In the first step, the output conductances,  $G_{out}$  are computed. Since their values depend on the topology of the nonlinear driver and timestep resolution of the analysis,  $G_{out}$  values can be computed for each driver in the library. Then the variational reduced order modeling algorithm creates the macromodel of the effective linear load  $Y_r^{lin}(s) = G_r^{lin}(w) + sC_r^{lin}(w)$ . These matrices can be used to create a subcircuit description or they can be directly stamped into a nonlinear system. However, as we pointed out in the previous section, they do not guarantee passivity and therefore may cause divergence in solution.

To extract the frequency domain behavior of the linear macromodels, it is more efficient to apply a transformation to obtain a pole/residue description. The impedance matrix for the effective linear load,  $Z_r^{lin}(s)$  is

$$\boldsymbol{Z}^{lin}(s) = [v_i(s)/I_j(s)] = [Z_{ij}^{lin}(s)]$$
(13)

The numerical procedures to obtain the effective impedance macromodel are summarized below:

$$Z_{ij}^{lin}(s) = e_i^T (G_r^{lin} + s C_r^{lin})^{-1} e_j \qquad i, j = 1...N_p \qquad (14)$$

$$(Y_r^{lin})^{-1} = (I - sT^{lin})^{-1} (G_r^{lin})^{-1}$$
(15)

$$T^{lin} = -(G_r^{lin})^{-1} C_r^{lin} = SDS^{-1}$$
(16)

$$Z_{ij}^{lin}(s) = e_i^T (I - sSDS^{-1}) (G_r^{lin})^{-1} e_j$$
(17)

$$Z_{ij}^{lin}(s) = e_i^T S(I - sD) S^{-1} (G_r^{lin})^{-1} e_j$$
(18)

$$\mu_{ij} = \boldsymbol{e}_i^T \boldsymbol{S} \qquad \upsilon_{ij} = \boldsymbol{S}^{-1} (\boldsymbol{G}_r^{lin})^{-1} \boldsymbol{e}_j \qquad d_{kk} = \boldsymbol{e}_k^T \boldsymbol{D} \boldsymbol{e}_k \quad (19)$$

2

$$Z_{ij}^{inn}(s) = \sum_{k=1}^{N} (\mu_{ijk} v_{ijk}) / (1 - sd_{kk}) \qquad i, j = 1 \dots N_p (20)$$

Since the matrices for the reduced order model are relatively smaller than those of the original system, the steps above are not very expensive. Furthermore, eigen-decomposition of  $T^{lin}$  is done only once and reused for each entry in  $Z^{lin}$ .

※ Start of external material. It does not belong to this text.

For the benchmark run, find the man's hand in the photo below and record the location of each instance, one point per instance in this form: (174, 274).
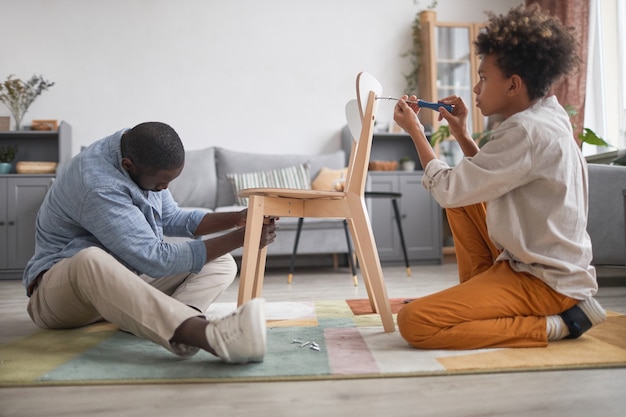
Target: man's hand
(405, 115)
(457, 122)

The real advantage of a pole/residue transformation is the ability to conduct practical strategies to avoid macromodel instability. Macromodel instability manifests itself with positive poles in the pole/residue representation. The poles with positive real parts are mainly due to the high frequency components, near-singularities, approximation error and ill-conditioned numerical computations. With very small residues, they generally do not possess significant information on the system behavior. The following practical two-step strategy is very effective for filtering such unstable modes. The first step eliminates the real positive poles and the second step adjusts the stable residues with a common multiplier factor,  $\beta$ , in order to match the dc (first moment) behavior of the original system.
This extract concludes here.